By the summer of 1996, PRFR had applied for a construction permit from the Federal Communications Commission (FCC). The group wanted to build a station on 88.9 MHz, but were challenged by other broadcasting groups. PRFR then went into negotiations during 1997 with Colorado Christian University to share 88.9 MHz; these negotiations failed.

By 2000, the group applied for the 89.7 MHz frequency in a low-power jurisdiction; another Christian group applied for the same frequency. After successful negotiations, PRFR came into agreement with the other applicants that the PRFR would receive 88.9 MHz. The agreement was submitted to the FCC on July 7, 2002, who then granted PRFR a construction permit for a 3,000-watt non-commercial radio station. KRFC 88.9 FM Radio Fort Collins began broadcasting on March 1, 2003.

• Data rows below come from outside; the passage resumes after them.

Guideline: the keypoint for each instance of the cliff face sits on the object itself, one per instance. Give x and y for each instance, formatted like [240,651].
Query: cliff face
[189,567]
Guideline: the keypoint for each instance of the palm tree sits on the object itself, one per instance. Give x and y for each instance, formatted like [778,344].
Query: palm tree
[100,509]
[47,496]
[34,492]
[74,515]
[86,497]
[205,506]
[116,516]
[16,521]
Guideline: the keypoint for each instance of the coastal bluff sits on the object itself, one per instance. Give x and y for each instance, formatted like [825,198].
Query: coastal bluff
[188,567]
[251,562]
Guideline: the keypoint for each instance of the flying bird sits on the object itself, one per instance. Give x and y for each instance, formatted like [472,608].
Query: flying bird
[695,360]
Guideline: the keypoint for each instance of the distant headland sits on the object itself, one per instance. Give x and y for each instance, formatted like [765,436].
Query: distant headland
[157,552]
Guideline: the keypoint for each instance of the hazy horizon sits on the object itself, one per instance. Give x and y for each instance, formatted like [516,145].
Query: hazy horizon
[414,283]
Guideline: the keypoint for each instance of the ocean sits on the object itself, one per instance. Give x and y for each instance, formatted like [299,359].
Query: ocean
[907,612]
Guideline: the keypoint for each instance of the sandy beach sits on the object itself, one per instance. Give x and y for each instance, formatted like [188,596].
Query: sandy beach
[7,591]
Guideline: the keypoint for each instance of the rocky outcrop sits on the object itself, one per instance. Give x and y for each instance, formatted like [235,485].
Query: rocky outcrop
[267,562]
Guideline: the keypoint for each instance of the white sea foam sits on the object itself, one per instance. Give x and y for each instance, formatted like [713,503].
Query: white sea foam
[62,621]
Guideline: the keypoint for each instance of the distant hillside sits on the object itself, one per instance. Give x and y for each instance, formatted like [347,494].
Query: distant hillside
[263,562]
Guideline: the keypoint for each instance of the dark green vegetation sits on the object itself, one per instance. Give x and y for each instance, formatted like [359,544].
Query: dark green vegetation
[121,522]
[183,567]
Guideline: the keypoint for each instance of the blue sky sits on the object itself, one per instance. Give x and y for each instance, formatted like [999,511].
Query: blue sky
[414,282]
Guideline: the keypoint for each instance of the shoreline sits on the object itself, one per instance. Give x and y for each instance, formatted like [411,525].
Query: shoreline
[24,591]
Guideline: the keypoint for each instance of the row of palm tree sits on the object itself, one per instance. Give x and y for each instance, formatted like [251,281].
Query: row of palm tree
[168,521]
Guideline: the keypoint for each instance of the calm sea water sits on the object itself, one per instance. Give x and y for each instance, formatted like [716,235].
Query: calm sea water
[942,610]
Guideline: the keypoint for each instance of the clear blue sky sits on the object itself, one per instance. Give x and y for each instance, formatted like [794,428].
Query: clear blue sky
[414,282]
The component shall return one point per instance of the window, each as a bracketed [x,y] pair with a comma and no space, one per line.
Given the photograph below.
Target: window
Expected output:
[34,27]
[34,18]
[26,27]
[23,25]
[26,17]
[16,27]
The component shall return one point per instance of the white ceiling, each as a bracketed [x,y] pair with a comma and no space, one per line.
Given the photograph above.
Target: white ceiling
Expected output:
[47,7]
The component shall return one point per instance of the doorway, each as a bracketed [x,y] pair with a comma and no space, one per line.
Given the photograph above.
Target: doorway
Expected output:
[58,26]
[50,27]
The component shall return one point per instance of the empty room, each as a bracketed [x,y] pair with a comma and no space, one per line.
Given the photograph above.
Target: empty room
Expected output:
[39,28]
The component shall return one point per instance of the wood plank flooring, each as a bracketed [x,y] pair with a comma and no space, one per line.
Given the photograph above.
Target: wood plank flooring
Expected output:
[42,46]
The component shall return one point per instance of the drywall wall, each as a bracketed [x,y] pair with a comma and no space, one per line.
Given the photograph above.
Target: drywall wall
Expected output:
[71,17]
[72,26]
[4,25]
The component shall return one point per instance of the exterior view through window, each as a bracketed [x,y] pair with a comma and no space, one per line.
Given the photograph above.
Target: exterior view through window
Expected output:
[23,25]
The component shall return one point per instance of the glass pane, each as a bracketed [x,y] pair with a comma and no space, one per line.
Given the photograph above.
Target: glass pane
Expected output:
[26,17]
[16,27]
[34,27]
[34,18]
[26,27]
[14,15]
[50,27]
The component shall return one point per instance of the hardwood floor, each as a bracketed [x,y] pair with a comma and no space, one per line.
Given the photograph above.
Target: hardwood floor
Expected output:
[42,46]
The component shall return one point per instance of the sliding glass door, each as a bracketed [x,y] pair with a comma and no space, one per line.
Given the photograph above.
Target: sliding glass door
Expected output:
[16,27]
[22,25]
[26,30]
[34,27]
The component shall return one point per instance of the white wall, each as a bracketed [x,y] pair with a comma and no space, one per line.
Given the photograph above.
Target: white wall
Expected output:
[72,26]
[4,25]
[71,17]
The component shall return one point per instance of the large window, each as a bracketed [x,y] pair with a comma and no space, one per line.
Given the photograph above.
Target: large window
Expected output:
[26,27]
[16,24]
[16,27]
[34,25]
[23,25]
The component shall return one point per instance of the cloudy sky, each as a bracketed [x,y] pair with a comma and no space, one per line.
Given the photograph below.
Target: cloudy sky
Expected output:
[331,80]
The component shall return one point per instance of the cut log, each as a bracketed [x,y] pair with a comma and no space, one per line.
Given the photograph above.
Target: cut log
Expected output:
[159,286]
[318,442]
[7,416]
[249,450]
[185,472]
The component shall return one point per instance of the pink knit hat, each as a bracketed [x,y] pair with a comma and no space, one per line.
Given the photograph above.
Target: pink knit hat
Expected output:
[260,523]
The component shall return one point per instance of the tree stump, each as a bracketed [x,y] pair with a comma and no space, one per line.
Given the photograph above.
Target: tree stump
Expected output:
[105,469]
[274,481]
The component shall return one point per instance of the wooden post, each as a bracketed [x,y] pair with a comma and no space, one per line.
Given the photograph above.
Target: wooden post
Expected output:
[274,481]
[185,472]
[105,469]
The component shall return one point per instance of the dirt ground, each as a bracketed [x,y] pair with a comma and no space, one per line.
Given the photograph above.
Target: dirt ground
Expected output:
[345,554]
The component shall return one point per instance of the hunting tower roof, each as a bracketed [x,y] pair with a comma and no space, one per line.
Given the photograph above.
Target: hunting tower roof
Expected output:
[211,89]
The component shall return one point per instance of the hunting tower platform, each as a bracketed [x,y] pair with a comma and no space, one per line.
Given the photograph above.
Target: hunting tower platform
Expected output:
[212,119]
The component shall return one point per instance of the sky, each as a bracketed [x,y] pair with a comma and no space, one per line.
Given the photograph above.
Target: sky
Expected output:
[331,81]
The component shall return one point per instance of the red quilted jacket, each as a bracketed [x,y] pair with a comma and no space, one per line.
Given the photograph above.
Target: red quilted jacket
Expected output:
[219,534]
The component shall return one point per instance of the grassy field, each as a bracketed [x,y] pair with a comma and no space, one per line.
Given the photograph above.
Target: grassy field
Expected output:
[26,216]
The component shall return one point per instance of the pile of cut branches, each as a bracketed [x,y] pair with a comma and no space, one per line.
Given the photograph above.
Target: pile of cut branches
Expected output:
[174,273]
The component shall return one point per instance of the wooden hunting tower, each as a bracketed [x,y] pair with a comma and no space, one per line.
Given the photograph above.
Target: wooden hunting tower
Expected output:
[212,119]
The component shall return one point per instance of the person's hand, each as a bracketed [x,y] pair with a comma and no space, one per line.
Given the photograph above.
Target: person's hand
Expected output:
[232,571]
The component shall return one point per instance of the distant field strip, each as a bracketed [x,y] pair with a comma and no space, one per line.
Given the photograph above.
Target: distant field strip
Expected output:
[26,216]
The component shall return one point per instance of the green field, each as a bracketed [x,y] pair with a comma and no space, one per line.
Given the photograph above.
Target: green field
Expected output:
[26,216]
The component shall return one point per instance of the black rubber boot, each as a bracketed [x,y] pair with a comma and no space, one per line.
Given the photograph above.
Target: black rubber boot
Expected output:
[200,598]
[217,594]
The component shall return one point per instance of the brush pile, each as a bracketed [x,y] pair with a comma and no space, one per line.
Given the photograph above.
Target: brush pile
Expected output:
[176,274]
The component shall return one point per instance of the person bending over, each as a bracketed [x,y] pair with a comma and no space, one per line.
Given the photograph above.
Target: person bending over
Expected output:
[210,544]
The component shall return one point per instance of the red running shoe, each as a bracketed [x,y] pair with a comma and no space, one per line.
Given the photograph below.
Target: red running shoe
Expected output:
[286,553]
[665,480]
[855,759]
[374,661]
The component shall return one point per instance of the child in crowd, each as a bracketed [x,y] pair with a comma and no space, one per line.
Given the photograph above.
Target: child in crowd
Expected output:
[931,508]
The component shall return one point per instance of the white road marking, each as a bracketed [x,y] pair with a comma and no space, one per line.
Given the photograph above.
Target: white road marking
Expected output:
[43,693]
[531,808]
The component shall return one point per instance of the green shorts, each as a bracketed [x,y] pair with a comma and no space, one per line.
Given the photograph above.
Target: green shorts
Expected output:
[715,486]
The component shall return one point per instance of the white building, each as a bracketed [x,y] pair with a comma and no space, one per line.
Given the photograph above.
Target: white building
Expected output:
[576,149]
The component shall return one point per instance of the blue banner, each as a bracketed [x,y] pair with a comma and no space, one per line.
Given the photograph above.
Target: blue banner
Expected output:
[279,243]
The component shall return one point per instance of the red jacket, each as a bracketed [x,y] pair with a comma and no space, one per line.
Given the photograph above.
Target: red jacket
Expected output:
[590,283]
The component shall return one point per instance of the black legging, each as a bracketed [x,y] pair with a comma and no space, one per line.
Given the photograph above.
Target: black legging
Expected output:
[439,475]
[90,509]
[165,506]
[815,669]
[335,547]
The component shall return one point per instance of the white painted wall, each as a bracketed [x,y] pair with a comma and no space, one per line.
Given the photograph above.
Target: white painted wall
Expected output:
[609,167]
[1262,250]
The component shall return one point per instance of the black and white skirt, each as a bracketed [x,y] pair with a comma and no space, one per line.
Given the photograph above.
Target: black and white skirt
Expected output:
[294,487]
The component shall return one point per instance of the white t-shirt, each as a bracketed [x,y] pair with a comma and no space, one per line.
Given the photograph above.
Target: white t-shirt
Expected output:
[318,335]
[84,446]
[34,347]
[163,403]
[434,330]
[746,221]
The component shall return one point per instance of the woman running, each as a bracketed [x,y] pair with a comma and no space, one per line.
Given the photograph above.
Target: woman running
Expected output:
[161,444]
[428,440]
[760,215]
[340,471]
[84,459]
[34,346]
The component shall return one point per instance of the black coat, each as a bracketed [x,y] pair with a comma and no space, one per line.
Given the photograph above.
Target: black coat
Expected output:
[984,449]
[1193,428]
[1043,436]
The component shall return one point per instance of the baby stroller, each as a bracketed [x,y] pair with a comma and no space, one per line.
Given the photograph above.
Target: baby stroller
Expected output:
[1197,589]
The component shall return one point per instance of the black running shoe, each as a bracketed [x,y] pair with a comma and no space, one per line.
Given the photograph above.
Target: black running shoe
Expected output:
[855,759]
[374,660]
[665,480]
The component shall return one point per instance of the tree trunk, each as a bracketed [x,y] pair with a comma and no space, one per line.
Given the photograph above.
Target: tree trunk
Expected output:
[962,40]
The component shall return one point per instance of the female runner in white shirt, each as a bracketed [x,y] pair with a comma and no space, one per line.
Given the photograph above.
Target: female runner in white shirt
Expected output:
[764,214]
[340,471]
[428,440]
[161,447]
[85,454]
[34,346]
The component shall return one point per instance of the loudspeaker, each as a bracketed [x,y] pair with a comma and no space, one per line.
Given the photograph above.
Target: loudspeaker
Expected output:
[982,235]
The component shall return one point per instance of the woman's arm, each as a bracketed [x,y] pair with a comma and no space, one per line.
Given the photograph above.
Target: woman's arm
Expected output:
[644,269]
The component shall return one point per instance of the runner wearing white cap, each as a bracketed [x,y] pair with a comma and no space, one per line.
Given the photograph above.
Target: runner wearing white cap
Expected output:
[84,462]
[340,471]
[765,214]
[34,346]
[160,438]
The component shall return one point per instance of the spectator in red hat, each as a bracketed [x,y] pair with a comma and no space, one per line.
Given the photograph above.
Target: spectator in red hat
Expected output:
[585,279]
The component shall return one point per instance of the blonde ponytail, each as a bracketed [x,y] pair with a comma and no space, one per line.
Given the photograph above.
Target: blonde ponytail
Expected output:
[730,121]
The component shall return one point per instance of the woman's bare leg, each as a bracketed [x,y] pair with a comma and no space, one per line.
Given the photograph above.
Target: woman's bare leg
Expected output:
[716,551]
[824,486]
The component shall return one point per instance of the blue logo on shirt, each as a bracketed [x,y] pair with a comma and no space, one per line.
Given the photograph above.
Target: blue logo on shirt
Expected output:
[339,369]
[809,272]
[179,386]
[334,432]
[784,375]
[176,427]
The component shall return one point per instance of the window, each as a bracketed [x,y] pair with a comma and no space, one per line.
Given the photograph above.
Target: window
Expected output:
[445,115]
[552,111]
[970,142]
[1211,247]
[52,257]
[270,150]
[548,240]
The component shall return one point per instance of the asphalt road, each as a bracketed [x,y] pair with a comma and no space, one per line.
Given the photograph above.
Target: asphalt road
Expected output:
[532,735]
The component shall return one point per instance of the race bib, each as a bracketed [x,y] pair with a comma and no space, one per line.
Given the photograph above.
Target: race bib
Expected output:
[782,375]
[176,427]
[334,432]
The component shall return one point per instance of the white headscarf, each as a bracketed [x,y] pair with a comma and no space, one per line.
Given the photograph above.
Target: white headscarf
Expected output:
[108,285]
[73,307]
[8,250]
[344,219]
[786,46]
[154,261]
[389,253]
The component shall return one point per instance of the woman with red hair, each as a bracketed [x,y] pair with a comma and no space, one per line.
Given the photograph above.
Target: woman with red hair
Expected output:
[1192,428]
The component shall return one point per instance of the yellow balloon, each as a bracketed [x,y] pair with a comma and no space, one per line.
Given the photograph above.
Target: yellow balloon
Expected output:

In 2004, KFRC completed the construction and expansion of its studios. Its facilities include three separate studios, all of which have the ability to broadcast live. Volunteers continue to make up the majority of KRFC 88.9 FM Radio Fort Collins' workforce. In 2022, the station increased its power to 50,000 watts and constructed its own antenna tower. This gives it a larger area of Colorado able to receive its signal.